The greatest lesson has to be an unwavering commitment to one’s discipline. My dad has multiple sclerosis and very limited mobility, but you’re kidding if you think that would stop him from painting. As my mum always says, if you took away all his supplies, he would scratch cave pictures on the walls. He paints because it would be impossible for him not to, so the rest of his life fits around it. The walls of our living room are each stacked several canvases deep. My mum jokes that it’s like an Edgar Allen Poe short story – the walls are moving in on us. He shouts out a warning if you walk past something that’s still wet, but while probably having paint on his trousers, hands, and occasionally forehead. He sits in a fold-out chair in his studio – or as my mum still calls it, the utility room – with his back against the washing machine, and the pictures piled higgedly-piggedly under a cold and flickering light. I always hoped I’d prove to be as obsessive about literature as he is about painting when it counted the most.
And then, every so often, he will ask for the pictures to be brought out. My mum and I will lug some cumbersome canvases through to the living room and arrange them where he can view them all most effectively. Nothing quite prepares you for this, to see them out in the light, where you can take several paces back and try to drink them in. My dad does magic with shape and colour. What you see in each canvas is undeniably living people, even if there are merely a few marks to suggest a figure. The colours are more intense than in any scene of this world, and yet still perfectly right. Each one is a world that draws you in, whether you want it or not. Sometimes I ask him what they show, and very often it is a war zone, or the aftermath of some disaster or atrocity, but, otherwise it is my mum in the bath, with my sister as a baby, or it is a beach scene with us as children. And then, inevitably, he will ask me what I think, and I will have to come up with something intelligent to say. No question in a supervision has felt quite so important. Thanks to my dad, I have grown the confidence to try and grapple with what is necessarily out of my reach, to form some kind of useful opinion on what is so much bigger than me.
“I’m not precious about getting stuck into analysing a great poem, because I know my dad takes knives to paintings when he isn’t happy”
To me, artists are real people, ones who ruin their clothes with pigment and irritate their spouses by ordering more canvas when there’s no space for the last lot.
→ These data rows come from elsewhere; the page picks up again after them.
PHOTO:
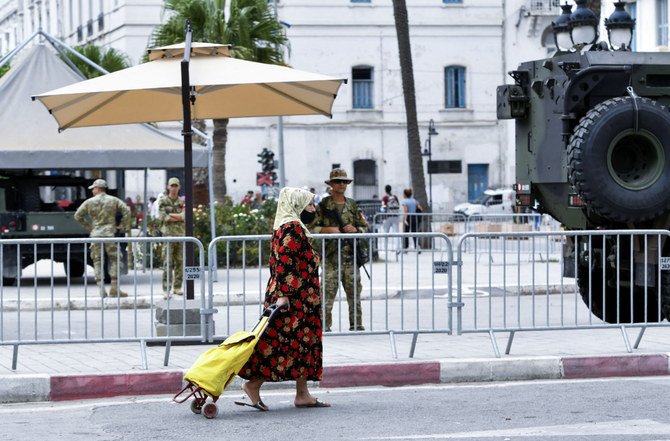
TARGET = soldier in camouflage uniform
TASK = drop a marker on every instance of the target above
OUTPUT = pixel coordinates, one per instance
(342, 268)
(99, 216)
(171, 215)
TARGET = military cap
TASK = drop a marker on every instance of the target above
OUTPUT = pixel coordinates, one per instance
(338, 174)
(100, 183)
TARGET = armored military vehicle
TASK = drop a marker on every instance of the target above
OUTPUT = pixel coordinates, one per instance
(593, 151)
(36, 206)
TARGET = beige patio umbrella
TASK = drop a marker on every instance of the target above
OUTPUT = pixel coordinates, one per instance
(191, 80)
(223, 87)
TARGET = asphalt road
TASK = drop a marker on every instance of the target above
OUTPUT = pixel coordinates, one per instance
(608, 409)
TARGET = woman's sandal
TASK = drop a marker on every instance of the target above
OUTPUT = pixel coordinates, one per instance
(259, 406)
(316, 403)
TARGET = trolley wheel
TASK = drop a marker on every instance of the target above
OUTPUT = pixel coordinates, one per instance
(196, 407)
(210, 410)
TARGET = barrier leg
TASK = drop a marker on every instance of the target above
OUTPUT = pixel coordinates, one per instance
(143, 354)
(394, 351)
(509, 342)
(15, 357)
(625, 339)
(639, 337)
(411, 349)
(166, 359)
(496, 351)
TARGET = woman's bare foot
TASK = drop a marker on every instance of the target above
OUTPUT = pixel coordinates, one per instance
(304, 399)
(252, 391)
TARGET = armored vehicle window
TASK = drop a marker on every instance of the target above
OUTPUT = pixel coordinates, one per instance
(496, 199)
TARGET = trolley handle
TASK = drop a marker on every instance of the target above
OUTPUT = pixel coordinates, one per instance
(274, 308)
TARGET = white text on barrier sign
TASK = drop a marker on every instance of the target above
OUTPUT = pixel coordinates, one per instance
(440, 267)
(192, 272)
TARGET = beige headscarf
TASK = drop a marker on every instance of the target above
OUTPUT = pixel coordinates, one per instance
(291, 203)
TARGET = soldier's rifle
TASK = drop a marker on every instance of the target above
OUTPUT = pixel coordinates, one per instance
(362, 255)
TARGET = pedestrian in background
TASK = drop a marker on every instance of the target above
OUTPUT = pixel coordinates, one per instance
(410, 207)
(171, 215)
(340, 267)
(258, 201)
(103, 215)
(290, 349)
(248, 199)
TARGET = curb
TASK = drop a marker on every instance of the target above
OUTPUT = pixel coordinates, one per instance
(44, 387)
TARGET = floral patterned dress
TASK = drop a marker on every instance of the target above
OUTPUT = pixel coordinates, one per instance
(291, 345)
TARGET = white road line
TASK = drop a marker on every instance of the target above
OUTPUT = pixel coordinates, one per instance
(629, 427)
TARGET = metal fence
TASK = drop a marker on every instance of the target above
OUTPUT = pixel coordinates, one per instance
(506, 281)
(622, 278)
(48, 293)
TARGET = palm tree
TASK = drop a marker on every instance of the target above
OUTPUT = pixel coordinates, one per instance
(252, 29)
(407, 73)
(109, 59)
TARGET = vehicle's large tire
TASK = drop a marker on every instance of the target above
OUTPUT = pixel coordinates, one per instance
(622, 174)
(610, 309)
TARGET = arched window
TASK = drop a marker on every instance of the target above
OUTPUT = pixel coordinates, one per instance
(362, 85)
(454, 87)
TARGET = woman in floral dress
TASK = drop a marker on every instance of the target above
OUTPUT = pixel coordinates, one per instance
(290, 349)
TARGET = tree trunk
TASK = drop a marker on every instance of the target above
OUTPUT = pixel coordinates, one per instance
(407, 72)
(219, 138)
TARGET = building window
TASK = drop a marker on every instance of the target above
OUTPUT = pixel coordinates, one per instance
(362, 87)
(454, 81)
(365, 179)
(662, 22)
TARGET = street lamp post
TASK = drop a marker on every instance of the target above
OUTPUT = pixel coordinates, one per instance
(428, 151)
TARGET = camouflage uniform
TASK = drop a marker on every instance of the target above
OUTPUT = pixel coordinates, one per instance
(173, 260)
(342, 269)
(98, 215)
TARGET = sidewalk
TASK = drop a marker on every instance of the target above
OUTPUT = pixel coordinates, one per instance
(75, 371)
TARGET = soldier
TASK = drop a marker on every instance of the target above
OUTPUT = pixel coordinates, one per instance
(341, 268)
(99, 215)
(171, 215)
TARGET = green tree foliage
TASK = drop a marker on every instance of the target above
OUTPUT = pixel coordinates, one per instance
(109, 59)
(251, 29)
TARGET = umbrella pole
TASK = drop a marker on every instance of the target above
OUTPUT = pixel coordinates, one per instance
(187, 133)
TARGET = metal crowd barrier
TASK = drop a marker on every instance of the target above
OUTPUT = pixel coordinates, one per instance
(521, 223)
(47, 302)
(623, 278)
(453, 225)
(402, 293)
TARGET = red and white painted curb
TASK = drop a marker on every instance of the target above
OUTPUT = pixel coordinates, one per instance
(42, 387)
I don’t think the writers I study are gods, because they probably got ink stains everywhere and left their papers in a mess. I am lucky – because I grew up in a house that was cluttered with art, I understand that it is both supremely important and also just a part of our lives that we must get by alongside. It lifts us up but is also right down here on earth. I’m not precious about getting stuck into analysing a great poem, because I know my dad takes knives to paintings when he isn’t happy. We can’t all be artist’s daughters, but we need more art in the living rooms of ordinary houses, even if it isn’t physical canvases. More children need to be brought up on it.
And I have learned that, like all of us, I have a right to stand before art and have thoughts. I go to the Fitzwilliam and murmur the names of these great artists, which are gifts that my dad has given me, and summon the courage to tell whoever is with me what I think. And I take photos for my dad. Whenever I am where there are pictures, I’m there for both of us.